Wednesday, March 23, 2016

For the Life of the Flesh is in the Blood

Living in Texas there are really only two relevant seasons:  Winter and Summer (though it could be argued that its really Fall and Summer).  As the humidity and temperature increases to swamp like proportions it's time to bust out your favorite cold drink for a reprieve and my favorite reprieve is Sangria.



If you haven’t had a cold glass of sangria on a sweltering day you're missing out on life.  Much like the rejuvenating power of the blood in your veins sangria can cool, soothe and lighten the mood.

My favorite Sangria easily comes from Alamo Drafthouse (though I wouldn’t turn my nose up at sangria from, well, anywhere).  Theirs is the perfect combination of sweet and strong; the perfect tonic to imbibe while watching whatever shit show you're paying $10 to see.

While I could never find their recipe, I did find one that closely resembles it and might even be superior in many ways.  All bow down to the majesty that is Martha Stewart!  That jailbird has the perfect recipe that I always bust out when making a gallon or 5.  You can find her recipe here, Summer Sangria, if you're a purist but I'm going to let you in on my secret adaptation.  It'll save you a few steps and a lot of effort and yield the exact same flavor.

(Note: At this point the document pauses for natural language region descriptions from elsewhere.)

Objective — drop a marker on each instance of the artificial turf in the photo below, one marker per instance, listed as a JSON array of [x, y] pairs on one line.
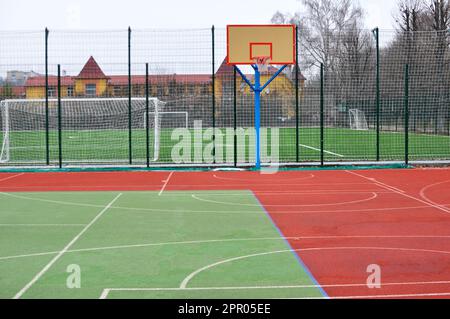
[[145, 240]]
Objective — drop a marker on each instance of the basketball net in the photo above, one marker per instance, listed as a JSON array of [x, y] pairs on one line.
[[263, 63]]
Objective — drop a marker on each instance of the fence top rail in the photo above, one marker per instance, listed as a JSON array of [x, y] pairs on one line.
[[154, 99]]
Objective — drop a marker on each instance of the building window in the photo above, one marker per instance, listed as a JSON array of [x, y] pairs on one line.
[[51, 91], [91, 90], [117, 91]]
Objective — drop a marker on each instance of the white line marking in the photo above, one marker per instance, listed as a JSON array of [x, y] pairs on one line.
[[65, 249], [186, 280], [441, 208], [42, 225], [426, 188], [165, 183], [104, 294], [385, 186], [213, 241], [420, 283], [444, 294], [106, 291], [374, 195], [11, 177], [318, 150], [310, 176]]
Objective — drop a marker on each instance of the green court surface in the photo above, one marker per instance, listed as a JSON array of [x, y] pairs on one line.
[[145, 245], [103, 146]]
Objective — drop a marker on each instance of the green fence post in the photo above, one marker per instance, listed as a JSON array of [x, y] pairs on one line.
[[213, 77], [322, 102], [377, 38], [235, 114], [130, 146], [406, 114], [297, 125], [59, 118], [47, 133], [147, 137]]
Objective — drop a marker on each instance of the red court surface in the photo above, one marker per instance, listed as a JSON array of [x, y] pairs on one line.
[[338, 222]]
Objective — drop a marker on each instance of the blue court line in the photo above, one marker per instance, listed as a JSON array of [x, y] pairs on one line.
[[300, 261]]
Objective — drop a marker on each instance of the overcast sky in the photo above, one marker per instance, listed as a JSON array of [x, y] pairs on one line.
[[119, 14]]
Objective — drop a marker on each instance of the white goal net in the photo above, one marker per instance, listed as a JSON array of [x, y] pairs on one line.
[[357, 120], [93, 130]]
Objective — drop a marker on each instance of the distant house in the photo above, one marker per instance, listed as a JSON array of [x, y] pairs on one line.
[[282, 87], [18, 78], [92, 82]]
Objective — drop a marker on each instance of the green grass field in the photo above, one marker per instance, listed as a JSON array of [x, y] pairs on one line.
[[105, 146], [146, 242]]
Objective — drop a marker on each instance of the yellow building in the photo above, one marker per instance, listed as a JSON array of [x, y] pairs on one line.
[[92, 82], [282, 88]]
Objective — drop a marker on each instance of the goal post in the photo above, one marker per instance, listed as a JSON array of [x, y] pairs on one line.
[[357, 120], [95, 130], [171, 120]]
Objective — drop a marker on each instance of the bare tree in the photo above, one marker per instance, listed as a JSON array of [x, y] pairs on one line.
[[410, 16], [439, 12]]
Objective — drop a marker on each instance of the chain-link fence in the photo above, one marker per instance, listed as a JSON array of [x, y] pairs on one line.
[[165, 97]]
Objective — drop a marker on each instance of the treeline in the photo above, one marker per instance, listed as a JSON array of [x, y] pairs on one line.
[[332, 33]]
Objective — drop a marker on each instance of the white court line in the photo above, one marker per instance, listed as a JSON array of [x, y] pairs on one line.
[[65, 249], [441, 208], [444, 294], [11, 177], [107, 291], [426, 188], [316, 149], [188, 278], [374, 196], [220, 241], [165, 183], [42, 225], [174, 211]]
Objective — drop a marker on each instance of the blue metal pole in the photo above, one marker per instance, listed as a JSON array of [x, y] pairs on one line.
[[257, 90]]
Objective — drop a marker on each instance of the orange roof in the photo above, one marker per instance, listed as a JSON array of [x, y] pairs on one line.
[[52, 81], [122, 80], [91, 70]]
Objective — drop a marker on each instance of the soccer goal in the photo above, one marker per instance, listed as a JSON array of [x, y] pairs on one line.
[[357, 120], [94, 130]]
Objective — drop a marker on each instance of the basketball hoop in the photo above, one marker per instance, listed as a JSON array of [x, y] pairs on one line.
[[263, 63]]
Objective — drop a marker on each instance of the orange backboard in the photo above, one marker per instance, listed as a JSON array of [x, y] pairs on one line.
[[245, 43]]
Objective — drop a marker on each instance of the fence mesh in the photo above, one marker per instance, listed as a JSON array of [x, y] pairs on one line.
[[340, 116]]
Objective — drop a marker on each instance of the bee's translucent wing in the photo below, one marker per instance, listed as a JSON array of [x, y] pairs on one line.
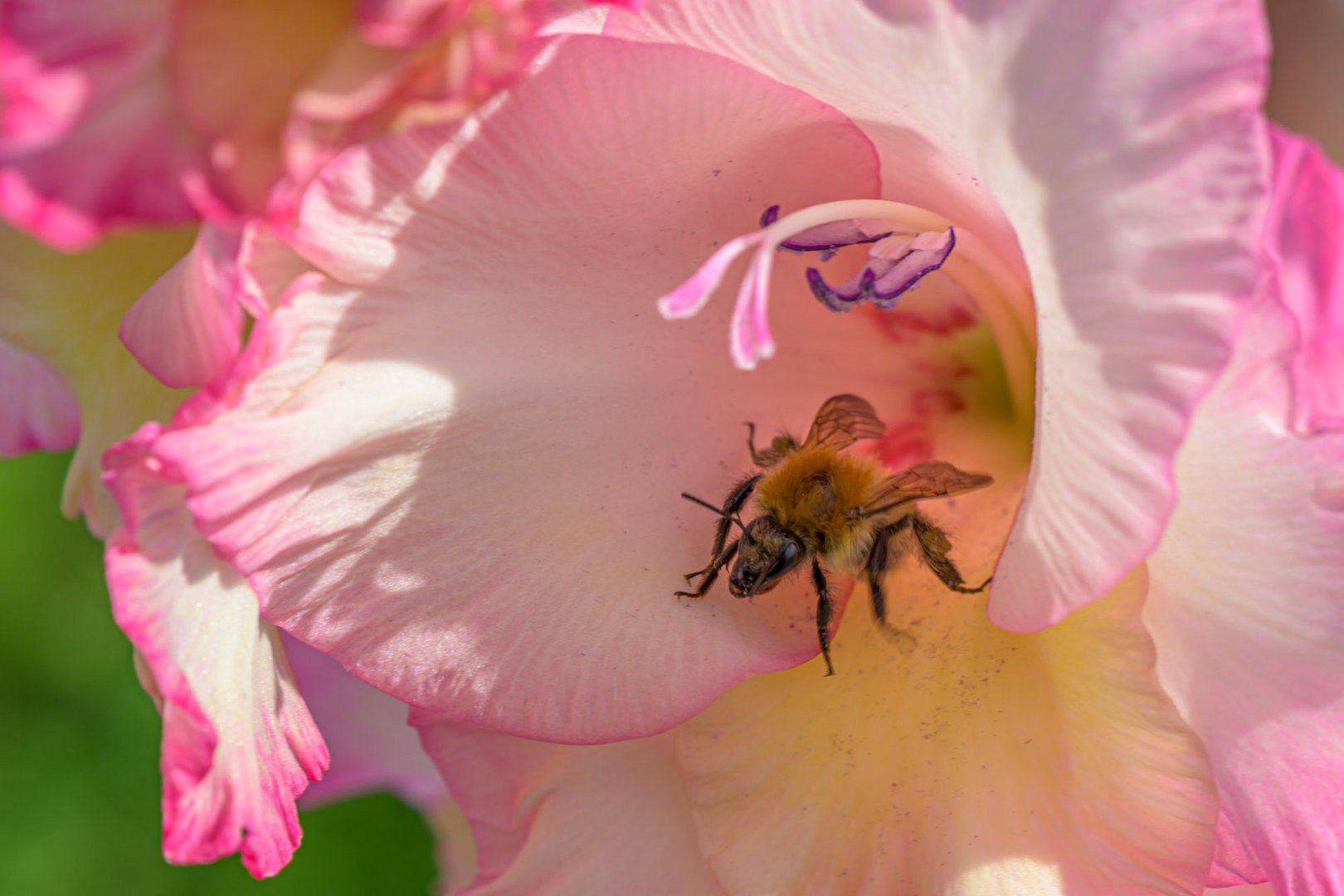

Robert's Martha Stewart Summer Sangria Rip Off

Ingredients:
  • 1 750ml bottle of Dry Red Wine (Bordeaux, Claret, Pinot Noir; anything but Merlot or Cabernet Sauvignon)
  • 1 liter bottle of Central Market Blood Orange Italian Soda
  • 1 Orange, sliced in half then crosswise into crescent slices
  • 1 Lemon or Lime sliced thinly
  • ¼ - ½ cup of Brandy

 Directions:

In a large pitcher combine your wine, brandy and citrus.  The longer you let this marinate the better blended the flavors will be but it isn't a necessity.  Hold off adding the soda until you're ready to serve otherwise you'll lose the fizz.  If you anticipate going through the whole pitcher quickly, dump all of the soda in.  If not, you can mix the wine and soda individually in each glass.  It's pretty much a 1:1 ratio but feel free to adjust.  More soda if you like it sweeter, more wine if you like it stronger.  If you're feeling a little boozy, add more brandy for an extra kick.  The great thing about this recipe is that it's easy to adjust and accommodate to your individual tastes or needs.  If you like your sangria super cold, pour it over ice or let it sit in the fridge for at least a couple of hours.  

This recipe yields about 2 liters.  Double it for about a gallon.


Enjoy!

1 comment:

Melissa said...

I LOVE your Sangria! Ima make some this weekend!